For a chi-square test of independence with small expected frequencies, select Fisher’s exact test instead of relying on the Pearson chi-square approximation. Fisher’s exact test evaluates the same null hypothesis of independence but calculates an exact p-value.

Report Fisher’s exact test by name rather than reporting the Pearson (\chi^2) statistic as though it were the Fisher statistic. For example:

Fisher’s exact test of independence showed a significant association between species and choice, \(\chi^2\) (2) = 10.72, p = .004, Cramer’s V = .24. Robots were more likely to say they prefer flowers (70%) compared to humans (30%) and humans were more likely to say they prefer data (60%) compared to robots (40%). Robots (46%) and humans (54%) were equally likely to prefer puppies.

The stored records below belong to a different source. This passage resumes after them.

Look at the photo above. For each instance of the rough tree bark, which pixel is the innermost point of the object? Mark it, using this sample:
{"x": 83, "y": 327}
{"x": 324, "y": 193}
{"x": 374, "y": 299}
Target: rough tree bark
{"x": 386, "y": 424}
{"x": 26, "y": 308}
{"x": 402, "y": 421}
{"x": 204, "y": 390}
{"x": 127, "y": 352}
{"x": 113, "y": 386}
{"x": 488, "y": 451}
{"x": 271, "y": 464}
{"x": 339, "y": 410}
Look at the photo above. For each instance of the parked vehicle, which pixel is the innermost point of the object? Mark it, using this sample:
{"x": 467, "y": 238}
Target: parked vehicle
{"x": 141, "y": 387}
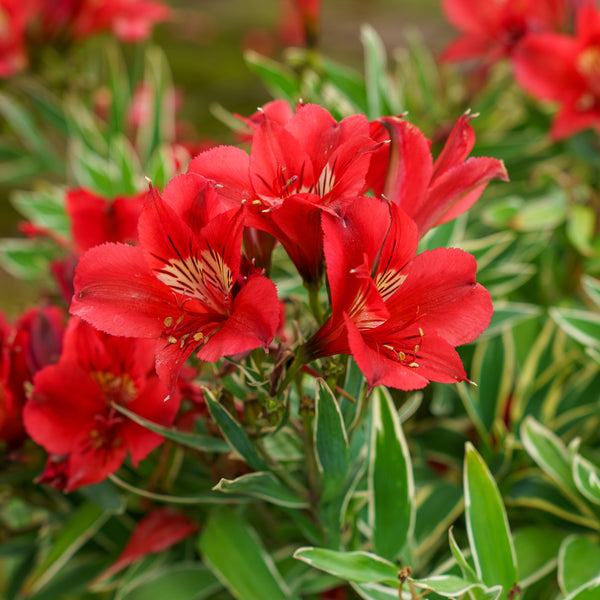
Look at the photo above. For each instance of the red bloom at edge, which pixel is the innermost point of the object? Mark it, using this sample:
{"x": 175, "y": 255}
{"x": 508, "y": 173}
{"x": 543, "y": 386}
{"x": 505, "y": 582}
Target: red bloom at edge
{"x": 71, "y": 410}
{"x": 183, "y": 285}
{"x": 431, "y": 192}
{"x": 492, "y": 30}
{"x": 398, "y": 314}
{"x": 565, "y": 69}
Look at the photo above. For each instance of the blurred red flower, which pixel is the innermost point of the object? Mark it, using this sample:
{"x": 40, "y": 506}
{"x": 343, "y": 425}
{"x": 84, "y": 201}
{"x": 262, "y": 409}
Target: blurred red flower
{"x": 71, "y": 413}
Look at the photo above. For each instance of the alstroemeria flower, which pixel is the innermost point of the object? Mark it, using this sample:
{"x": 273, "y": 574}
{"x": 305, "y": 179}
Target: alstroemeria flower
{"x": 182, "y": 286}
{"x": 34, "y": 342}
{"x": 295, "y": 170}
{"x": 71, "y": 412}
{"x": 399, "y": 315}
{"x": 566, "y": 69}
{"x": 431, "y": 192}
{"x": 95, "y": 220}
{"x": 492, "y": 30}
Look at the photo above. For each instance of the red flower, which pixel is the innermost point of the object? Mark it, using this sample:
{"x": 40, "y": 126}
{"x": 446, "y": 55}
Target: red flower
{"x": 431, "y": 192}
{"x": 182, "y": 286}
{"x": 566, "y": 69}
{"x": 34, "y": 342}
{"x": 398, "y": 314}
{"x": 70, "y": 411}
{"x": 95, "y": 220}
{"x": 492, "y": 30}
{"x": 14, "y": 18}
{"x": 296, "y": 170}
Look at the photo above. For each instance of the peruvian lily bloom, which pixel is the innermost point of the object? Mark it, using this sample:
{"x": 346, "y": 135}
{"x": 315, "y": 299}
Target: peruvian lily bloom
{"x": 296, "y": 170}
{"x": 71, "y": 409}
{"x": 492, "y": 30}
{"x": 399, "y": 315}
{"x": 566, "y": 69}
{"x": 95, "y": 220}
{"x": 34, "y": 342}
{"x": 183, "y": 285}
{"x": 431, "y": 192}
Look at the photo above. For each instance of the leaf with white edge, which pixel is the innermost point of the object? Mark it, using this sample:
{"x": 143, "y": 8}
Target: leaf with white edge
{"x": 196, "y": 441}
{"x": 234, "y": 434}
{"x": 537, "y": 549}
{"x": 587, "y": 478}
{"x": 495, "y": 563}
{"x": 331, "y": 441}
{"x": 578, "y": 563}
{"x": 390, "y": 479}
{"x": 376, "y": 591}
{"x": 466, "y": 568}
{"x": 262, "y": 485}
{"x": 357, "y": 566}
{"x": 588, "y": 591}
{"x": 581, "y": 325}
{"x": 549, "y": 452}
{"x": 81, "y": 526}
{"x": 235, "y": 554}
{"x": 450, "y": 586}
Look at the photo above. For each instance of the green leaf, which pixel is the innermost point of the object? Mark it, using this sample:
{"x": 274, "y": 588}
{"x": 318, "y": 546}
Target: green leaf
{"x": 234, "y": 434}
{"x": 391, "y": 484}
{"x": 236, "y": 556}
{"x": 375, "y": 70}
{"x": 183, "y": 581}
{"x": 509, "y": 314}
{"x": 450, "y": 586}
{"x": 262, "y": 485}
{"x": 331, "y": 441}
{"x": 196, "y": 441}
{"x": 580, "y": 228}
{"x": 548, "y": 451}
{"x": 578, "y": 563}
{"x": 80, "y": 527}
{"x": 588, "y": 591}
{"x": 581, "y": 325}
{"x": 537, "y": 550}
{"x": 587, "y": 478}
{"x": 495, "y": 563}
{"x": 358, "y": 566}
{"x": 281, "y": 81}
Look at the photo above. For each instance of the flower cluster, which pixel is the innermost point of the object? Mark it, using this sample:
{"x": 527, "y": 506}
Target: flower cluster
{"x": 348, "y": 198}
{"x": 549, "y": 61}
{"x": 25, "y": 23}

Note that what changes is only the p-value from the chi-square test and Fisher’s exact test. Fisher’s exact test and Pearson’s chi-square test may produce different p-values because they use different methods of calculation. The descriptive frequencies and effect size do not change, but the inferential test being reported does.

TipCheck Your Understanding

A researcher has a 2 × 2 contingency table. Two cells have expected frequencies below 5.

Which inferential test should the researcher use?

The researcher should use Fisher’s exact test because the table is 2 × 2 and the expected frequencies are too small for the Pearson chi-square approximation.